Beim Auftakt des Festivals in der prächtig sanierten Stadthalle Zerbst behielt der Vater indes die Oberhand und teilte sich die Programmplätze mit den Dresdner Kollegen Pisendel, Zelenka und Heinichen. Fasch-Junior war immerhin ganz am Schluss mit einer frühen Sinfonia vertreten, die hier erstmals aufgeführt wurde und deutlich die symmetrische Struktur und Steigerungsfiguren der Frühklassik erkennen ließ. Musiziert wurde auf historischem Instrumentarium und auf einem Niveau, das die Fasch-Festtage nicht hinter den anderen Barockfesten in Sachsen-Anhalt zurückstehen lässt. Das in Mitteldeutschland weniger bekannte Main-Barockorchester präsentierte eine erfreulich individuelle Lesart barocker Musik, die frei war von den Extravaganzen mancher Star-Ensembles.

Selbstbewusste Reverenz

Unter Leitung des exzellenten Primgeigers Martin Jopp brachten die Frankfurter gerade Johann Friedrich Faschs Werke mit sanftem Swing in Bewegung, agierten farbig-präzise, ließen Zeit zum Atmen und Klingen. Höhepunkt des Abends war gleich zu Beginn die d-Moll-Ouverturensuite, in der - typisch für Fasch - Oboen und Fagott sich herrlich entfalten konnten.

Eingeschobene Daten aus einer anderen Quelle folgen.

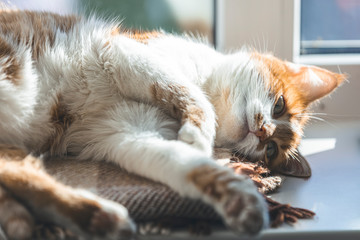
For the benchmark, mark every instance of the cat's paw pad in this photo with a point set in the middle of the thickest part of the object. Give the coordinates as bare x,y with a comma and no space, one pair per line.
233,196
193,135
245,212
108,219
112,221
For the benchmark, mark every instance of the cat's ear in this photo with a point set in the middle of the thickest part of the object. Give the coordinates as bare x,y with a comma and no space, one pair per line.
296,166
313,82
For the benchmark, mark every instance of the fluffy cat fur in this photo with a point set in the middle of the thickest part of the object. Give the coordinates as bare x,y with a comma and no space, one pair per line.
153,103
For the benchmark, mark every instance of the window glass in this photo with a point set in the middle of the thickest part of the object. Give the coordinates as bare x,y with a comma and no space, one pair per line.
330,26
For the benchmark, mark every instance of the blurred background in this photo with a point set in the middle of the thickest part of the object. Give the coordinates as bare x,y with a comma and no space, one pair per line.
320,32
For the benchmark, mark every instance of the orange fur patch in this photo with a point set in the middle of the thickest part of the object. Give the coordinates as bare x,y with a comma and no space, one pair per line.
10,67
176,100
38,190
278,79
36,29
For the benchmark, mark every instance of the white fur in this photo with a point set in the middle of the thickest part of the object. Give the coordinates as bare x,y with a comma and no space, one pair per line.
104,81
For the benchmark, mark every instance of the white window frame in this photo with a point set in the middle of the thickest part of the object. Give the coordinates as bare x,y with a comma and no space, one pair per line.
317,59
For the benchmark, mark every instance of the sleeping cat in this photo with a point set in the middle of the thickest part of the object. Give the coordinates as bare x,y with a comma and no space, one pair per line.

Der Fasch-Preisträger 2011 dürfte gerade dieses Werk bestens kennen: der Bochumer Hans-Heinrich Kriegel ist einerseits Oboist, andererseits hat er als Begründer des Fasch-Collegiums Bochum Zerbster Barockmusik bis ins Ruhrgebiet getragen - und zudem über 150 Fasch-Werke ediert. Nicht weniger beeindruckend ist allerdings die Leistung des Organisationsteams der Fasch-Festtage, das unter Leitung der Musikwissenschaftlerin Barbara Reul dem Fleiß des Genius loci nacheifert: 320 Künstler, 16 Konzerte und ein Symposium wurden diesmal mit einem Budget von 170 000 Euro in die ehemalige Residenz gebracht. Die Kommune - neben dem Land Hauptgeldgeber - lässt sich das Fest 40 000 Euro kosten: nicht zuletzt als selbstbewusste Reverenz an die reiche Vergangenheit einer schrecklich zerstörten Stadt.